After I became a single mom, every little thing began to keep me up and wake me up at night. From the daily stress of "getting it all done" to a sneeze or cough that had me hopping out of bed to make sure my kids were OK, I was not getting any sleep, and it was starting to affect my parenting.
Sleep is essential to everything we do, so I needed some solutions — and fast. Plus, we really need sleep for our health and well-being. We need to be at our best to juggle all of the needs our kids have all day, every day.
"Not only does poor sleep put people at an increased risk of suffering from depression and anxiety, but it can also increase their chances of developing immune deficiency and heart disease," says Dr. Andrew McCulloch, former chief executive of the Mental Health Foundation.
Below are some ways in which I have improved my sleep, and thus, my mood.
Yes, I know how valuable "mom" time is. Some days, I crave it. But while trying to reset that sleep clock, going to bed when your kids do can help. It may take a while — for me, it took about a week — to actually fall asleep at 7:30 p.m. But I got some good sleep before noises in my kids' room started waking me, and I retrained my body to actually calm down and let sleep come.
Little noises at night get me up and send me running to check on my kids. Generally, it is nothing. But these little trips were causing me to have very erratic sleep, thus adding to my exhaustion. When I received a mattress topper that included a cooling-and-heating feature and fans that blew gently all night long, I realized that I could not hear the little things anymore. I can still hear "Mommy!" and crying if my kids need me, and I can hear a disturbance should one come, but I don't jump at every toss and turn my kids have anymore. My sleep pattern is more stable with the machine. Something as inexpensive as a loud fan would work!
I have very little time on my hands during the week when I don't have my kids. Usually, I take that time to work, do laundry, do chores and pay bills. However, I am learning that an hour's nap is not only beneficial to my sleep but also to my health and happiness. My kids are all still little, so I have a hard time napping when they are home. But if I can sneak in a power nap on the days they are gone and push off the chores until later, I find that my whole day goes a little better.
I am guilty, guilty, guilty of getting my kids to bed and then watching shows and playing electronic games or working until the wee hours of the morning. It was excruciating to turn all of this off and actually go to bed. It probably took months for me to break the habit! But when I did — and some nights are still a challenge — I learned that I was a lot more productive during the day and a lot more relaxed with my kids!
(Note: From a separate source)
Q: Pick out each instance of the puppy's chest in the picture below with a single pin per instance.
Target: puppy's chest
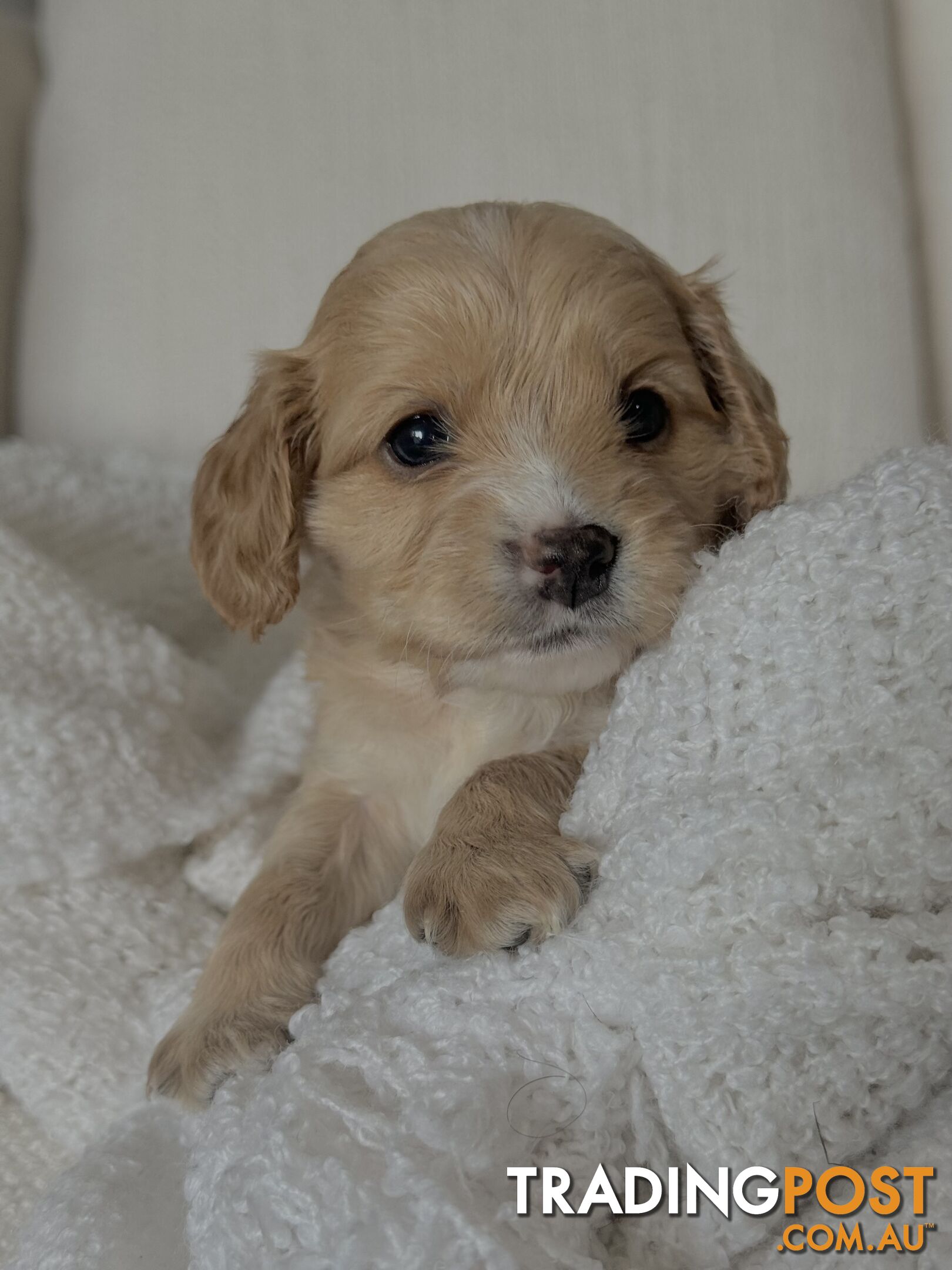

In college, years ago, I had a serious insomnia issue. I would study all night, go to class all day, work my two jobs in the evening and just plain never sleep. I went to my doctor when I started having serious issues as a result. He told me that I needed to retrain my body to sleep. He said that when I lay in bed, I should envision my different body parts falling asleep. I do that now when I cannot get my mind to stop talking to me. I start with my toes and move up my legs until finally, I am at my head and I allow my eyes to close. "Thinking sleep" helps me fall asleep faster, and that is a big bonus for healthier sleep.
Most single moms have a few weekends a month during which their kids go to stay with their dad. Mine do, and I am not ashamed to admit that sometimes, I look forward to those times. I used to wait until their weekends away to get everything done. I found that I was so busy "catching up" that I would put sleep on the back burner. After a while, it felt like I was busier on the weekends when I was alone than when the kids were home. I have since learned to let myself sleep in — as late as I want. I take long naps whenever I want, and I arrange everything else around getting really good, quality sleep when my kids are gone. Instead of being even more tired when they come home, I am relaxed and ready to take it all on!
Sleep seems to be the thing that busy people give up first when they need more time — but sleep is the one thing we all need to get more of. It has been proven time and time again that women who get more sleep are slimmer, healthier and younger-looking than those who sleep erratically. To be a better mom, I need to take better care of me. That starts with more consistent, lasting sleep.
These few things have helped me, and I've noticed a difference. How do you get more sleep as a single mom?